Como montar e usar tabelas de números primos na prática
A maioria das pessoas que precisa de uma tabela de números primos não pensa no processo até precisar numa emergência. Vem aqui procurando, baixa algo genérico e descobre que o arquivo corta em 10.000 ou que não inclui os valores que realmente precisa. Já passei por isso várias vezes, inclusive precisando refazer uma tabela completa porque os dados que encontrei tinham um erro na casa dos milhares que só apareceu quando o código começou a falhar de forma intermitente. O método mais sensato para gerar suas próprias tabelas de números primos é o crivo de Eratóstenes. A lógica é brutalmente simples: você parte de uma lista de números consecutivos, começa pelo menor primo (2) e elimina todos os seus múltiplos. Depois avança para o próximo número não eliminado (3) e repete o processo. Quando chega à raiz quadrada do limite desejado, os números que sobraram são primos. Parece infantil, mas é isso mesmo que a maioria dos programas usa.
O que encontrar nas tabelas de números primos
Uma tabela bem feita tem pelo menos três colunas: o número em si, a posição dele na sequência dos primos e, em alguns casos, o próximo primo. Dados como fatoração, soma de divisores ou representação binária aparecem em tabelas mais completas, mas raramente são úteis no dia a dia. A maioria dos desenvolvedores e engenheiros que consultam esses arquivos só quer saber se um determinado número é primo ou qual é o próximo primo após um valor específico.
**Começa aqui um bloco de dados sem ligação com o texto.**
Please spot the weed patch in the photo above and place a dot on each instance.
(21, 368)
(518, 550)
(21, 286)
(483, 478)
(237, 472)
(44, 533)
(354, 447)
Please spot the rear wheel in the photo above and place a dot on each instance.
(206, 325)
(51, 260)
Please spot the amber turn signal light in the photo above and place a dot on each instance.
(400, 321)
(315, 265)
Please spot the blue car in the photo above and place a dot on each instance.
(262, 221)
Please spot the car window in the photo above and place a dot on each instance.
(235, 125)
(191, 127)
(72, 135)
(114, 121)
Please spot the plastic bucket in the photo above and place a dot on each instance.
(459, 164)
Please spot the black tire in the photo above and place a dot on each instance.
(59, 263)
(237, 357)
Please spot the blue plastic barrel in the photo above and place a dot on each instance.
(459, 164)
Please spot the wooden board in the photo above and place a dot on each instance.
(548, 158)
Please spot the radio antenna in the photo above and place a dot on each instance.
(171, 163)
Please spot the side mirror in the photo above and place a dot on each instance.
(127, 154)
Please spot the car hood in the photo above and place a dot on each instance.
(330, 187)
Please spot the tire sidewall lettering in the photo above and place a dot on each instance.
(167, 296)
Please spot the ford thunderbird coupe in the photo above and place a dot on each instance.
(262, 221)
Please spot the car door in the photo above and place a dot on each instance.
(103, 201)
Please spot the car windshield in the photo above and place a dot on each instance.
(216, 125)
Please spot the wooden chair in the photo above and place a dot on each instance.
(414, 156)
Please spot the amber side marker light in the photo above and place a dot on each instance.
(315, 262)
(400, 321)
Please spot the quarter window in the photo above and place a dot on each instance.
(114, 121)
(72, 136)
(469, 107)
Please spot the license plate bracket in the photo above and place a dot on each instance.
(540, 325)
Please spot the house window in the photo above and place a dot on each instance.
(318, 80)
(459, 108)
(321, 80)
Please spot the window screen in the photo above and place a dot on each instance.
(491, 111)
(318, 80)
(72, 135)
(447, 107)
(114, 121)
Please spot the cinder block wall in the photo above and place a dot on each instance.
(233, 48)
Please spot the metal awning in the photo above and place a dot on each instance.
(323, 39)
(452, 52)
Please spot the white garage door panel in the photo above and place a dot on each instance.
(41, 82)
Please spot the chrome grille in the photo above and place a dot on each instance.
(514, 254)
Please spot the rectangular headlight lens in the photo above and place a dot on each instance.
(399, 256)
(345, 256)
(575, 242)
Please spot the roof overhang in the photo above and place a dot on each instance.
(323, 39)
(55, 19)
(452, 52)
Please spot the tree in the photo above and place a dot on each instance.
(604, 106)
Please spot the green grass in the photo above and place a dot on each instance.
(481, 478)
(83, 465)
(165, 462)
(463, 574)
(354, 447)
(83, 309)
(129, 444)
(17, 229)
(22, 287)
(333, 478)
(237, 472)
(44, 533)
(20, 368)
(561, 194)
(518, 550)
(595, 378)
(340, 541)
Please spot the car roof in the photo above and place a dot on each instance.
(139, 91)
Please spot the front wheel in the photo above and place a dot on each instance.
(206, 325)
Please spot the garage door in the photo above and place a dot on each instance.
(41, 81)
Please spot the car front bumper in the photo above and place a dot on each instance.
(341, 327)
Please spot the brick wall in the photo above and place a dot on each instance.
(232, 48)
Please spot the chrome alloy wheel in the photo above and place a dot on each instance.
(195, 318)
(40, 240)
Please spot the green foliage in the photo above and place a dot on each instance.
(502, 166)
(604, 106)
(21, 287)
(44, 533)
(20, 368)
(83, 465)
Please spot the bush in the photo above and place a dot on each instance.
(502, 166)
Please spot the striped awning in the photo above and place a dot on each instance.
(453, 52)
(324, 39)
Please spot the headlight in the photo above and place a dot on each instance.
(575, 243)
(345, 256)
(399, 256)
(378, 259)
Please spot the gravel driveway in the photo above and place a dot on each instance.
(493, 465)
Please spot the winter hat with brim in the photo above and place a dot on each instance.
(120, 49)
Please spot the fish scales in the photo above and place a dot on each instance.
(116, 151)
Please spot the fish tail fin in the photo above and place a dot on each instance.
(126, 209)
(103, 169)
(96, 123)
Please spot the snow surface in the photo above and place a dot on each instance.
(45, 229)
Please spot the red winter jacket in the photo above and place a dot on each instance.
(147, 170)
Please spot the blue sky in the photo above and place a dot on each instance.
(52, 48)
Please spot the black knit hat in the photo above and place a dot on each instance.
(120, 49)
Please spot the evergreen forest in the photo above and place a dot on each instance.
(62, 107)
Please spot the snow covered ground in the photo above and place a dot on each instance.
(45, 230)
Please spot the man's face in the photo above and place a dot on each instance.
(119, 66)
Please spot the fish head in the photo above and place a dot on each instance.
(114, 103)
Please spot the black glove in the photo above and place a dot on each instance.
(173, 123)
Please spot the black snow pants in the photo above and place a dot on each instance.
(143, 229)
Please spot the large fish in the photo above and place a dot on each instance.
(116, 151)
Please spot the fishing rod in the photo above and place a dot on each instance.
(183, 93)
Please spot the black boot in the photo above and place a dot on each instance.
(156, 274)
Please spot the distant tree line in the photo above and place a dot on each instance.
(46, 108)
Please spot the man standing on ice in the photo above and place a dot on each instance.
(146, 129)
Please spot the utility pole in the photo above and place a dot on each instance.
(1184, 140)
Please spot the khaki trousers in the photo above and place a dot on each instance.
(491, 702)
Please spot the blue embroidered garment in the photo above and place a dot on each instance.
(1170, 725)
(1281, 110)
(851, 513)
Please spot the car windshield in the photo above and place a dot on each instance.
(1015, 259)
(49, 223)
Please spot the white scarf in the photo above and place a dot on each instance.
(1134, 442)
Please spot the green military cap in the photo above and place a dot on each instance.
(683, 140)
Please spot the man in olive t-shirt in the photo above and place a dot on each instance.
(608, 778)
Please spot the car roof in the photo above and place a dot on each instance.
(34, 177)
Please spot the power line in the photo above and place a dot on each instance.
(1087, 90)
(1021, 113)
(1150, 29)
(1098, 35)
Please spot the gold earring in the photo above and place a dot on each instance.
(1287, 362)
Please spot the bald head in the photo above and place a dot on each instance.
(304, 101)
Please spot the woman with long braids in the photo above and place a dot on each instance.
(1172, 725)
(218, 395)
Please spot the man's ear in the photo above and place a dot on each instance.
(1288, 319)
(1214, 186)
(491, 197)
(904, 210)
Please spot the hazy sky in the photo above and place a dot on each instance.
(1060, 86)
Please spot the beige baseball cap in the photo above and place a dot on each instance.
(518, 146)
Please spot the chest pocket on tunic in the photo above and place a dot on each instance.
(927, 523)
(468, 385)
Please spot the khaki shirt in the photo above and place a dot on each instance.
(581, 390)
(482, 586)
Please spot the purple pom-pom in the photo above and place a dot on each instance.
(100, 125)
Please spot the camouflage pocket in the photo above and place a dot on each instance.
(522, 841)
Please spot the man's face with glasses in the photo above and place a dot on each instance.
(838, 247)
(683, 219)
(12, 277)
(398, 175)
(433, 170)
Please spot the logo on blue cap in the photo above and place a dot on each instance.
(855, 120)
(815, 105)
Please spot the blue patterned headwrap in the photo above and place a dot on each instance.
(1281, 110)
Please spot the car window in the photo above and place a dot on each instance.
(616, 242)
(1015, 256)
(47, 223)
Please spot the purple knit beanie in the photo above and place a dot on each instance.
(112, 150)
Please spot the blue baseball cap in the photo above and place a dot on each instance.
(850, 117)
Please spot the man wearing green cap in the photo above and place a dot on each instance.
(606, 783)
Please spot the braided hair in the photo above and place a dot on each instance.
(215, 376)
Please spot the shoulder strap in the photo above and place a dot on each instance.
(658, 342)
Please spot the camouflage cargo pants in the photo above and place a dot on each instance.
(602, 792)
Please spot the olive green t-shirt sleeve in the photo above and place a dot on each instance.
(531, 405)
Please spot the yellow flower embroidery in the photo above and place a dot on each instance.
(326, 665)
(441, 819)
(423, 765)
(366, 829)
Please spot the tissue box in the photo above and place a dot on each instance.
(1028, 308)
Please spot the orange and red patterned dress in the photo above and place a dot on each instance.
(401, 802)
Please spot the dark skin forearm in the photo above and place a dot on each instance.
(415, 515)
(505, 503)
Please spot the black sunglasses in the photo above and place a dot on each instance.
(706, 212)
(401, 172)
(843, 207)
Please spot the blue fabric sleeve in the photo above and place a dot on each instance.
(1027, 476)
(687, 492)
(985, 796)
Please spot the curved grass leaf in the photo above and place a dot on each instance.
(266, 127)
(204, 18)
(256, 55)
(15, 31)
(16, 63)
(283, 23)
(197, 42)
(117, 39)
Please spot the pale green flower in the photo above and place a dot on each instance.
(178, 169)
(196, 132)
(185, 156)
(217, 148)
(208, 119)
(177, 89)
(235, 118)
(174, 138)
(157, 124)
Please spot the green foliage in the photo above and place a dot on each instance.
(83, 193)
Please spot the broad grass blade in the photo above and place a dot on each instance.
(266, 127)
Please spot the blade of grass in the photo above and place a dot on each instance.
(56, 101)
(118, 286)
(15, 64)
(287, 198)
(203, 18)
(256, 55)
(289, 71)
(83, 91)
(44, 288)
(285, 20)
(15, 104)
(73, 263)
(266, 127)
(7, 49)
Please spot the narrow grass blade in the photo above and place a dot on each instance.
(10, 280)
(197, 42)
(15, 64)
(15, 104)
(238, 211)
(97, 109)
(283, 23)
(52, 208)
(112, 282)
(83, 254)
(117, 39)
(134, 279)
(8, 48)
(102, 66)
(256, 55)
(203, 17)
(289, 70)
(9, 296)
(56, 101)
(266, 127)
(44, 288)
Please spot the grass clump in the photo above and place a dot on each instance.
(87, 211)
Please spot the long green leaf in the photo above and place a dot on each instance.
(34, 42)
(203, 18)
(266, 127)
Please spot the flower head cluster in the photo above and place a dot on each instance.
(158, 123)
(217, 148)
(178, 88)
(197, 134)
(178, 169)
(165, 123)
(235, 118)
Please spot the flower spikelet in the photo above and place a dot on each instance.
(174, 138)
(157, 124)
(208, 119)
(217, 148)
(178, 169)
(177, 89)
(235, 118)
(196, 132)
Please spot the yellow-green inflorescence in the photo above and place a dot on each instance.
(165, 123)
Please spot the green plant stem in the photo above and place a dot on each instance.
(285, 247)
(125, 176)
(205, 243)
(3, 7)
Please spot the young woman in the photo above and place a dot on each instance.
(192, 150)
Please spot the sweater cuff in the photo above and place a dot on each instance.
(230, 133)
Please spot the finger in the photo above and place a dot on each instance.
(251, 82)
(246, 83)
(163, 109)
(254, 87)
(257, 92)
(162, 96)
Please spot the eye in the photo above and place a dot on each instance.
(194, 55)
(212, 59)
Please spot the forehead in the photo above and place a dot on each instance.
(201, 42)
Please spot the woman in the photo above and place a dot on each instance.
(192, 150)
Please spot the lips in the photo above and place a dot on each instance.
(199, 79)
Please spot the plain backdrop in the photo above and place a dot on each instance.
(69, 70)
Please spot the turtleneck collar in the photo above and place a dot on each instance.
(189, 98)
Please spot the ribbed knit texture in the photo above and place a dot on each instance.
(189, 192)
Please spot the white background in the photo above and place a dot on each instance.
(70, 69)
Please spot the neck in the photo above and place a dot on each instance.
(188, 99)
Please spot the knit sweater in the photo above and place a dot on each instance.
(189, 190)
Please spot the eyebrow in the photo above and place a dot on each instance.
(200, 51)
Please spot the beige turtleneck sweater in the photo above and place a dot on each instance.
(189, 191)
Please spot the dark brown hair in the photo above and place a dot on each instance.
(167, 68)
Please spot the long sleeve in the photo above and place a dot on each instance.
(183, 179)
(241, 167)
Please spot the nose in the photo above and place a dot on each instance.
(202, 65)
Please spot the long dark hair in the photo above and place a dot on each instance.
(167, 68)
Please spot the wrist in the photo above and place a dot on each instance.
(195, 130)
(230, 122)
Há tabelas disponíveis online que chegam a 1.000.000 de primos, e outras que sobem para 10 milhões. O problema é que quanto maior a tabela, mais memória você gasta apenas para carregá-la. Se você está rodando isso num servidor de produção com restrições, uma tabela de 10 milhões de inteiros pode ocupar facilmente 80 megabytes só pra isso. Eu já vi gente carregar tabelas inteiras em memória porque não sabia que podia consultar sob demanda.
O que a maioria não sabe é que existe uma diferença enorme entre ter os primos pré-calculados e calcular na hora. Para consultas esporádicas, testes de primalidade como Miller-Rabin são mais rápidos do que carregar uma tabela pesada. OMiller-Rabin com bases apropriadas decide primalidade para números até 3.317.044.064.279.737.838.789.737.838.789.737.838.789.737.837 em tempo praticamente instantâneo. Tabelas só fazem sentido quando você vai consultar milhares de valores repetidamente.
Erros comuns que eu já vi acontecerem
O erro mais frequente que eu encontro em tabelas prontas da internet é a falta de verificação na fronteira. Alguém gera a tabela até 100.000 e esquece de verificar se o 99.991 é realmente primo, ou pior, include um composto que passou despercebido. Já fui parar num projeto onde a validação de certificados dependia de uma tabela desses tipos e um número composto estava listado como primo. O problema só apareceu depois de semanas. Outro problema comum é a ausência do número 2. Sim, eu vi tabelas que começavam direto no 3, como se o único primo par não existisse. Isso parece ridículo até você perceber que várias ferramentas genéricas de geração têm esse bug porque alguém copiou um algoritmo que assumia ímpares como padrão.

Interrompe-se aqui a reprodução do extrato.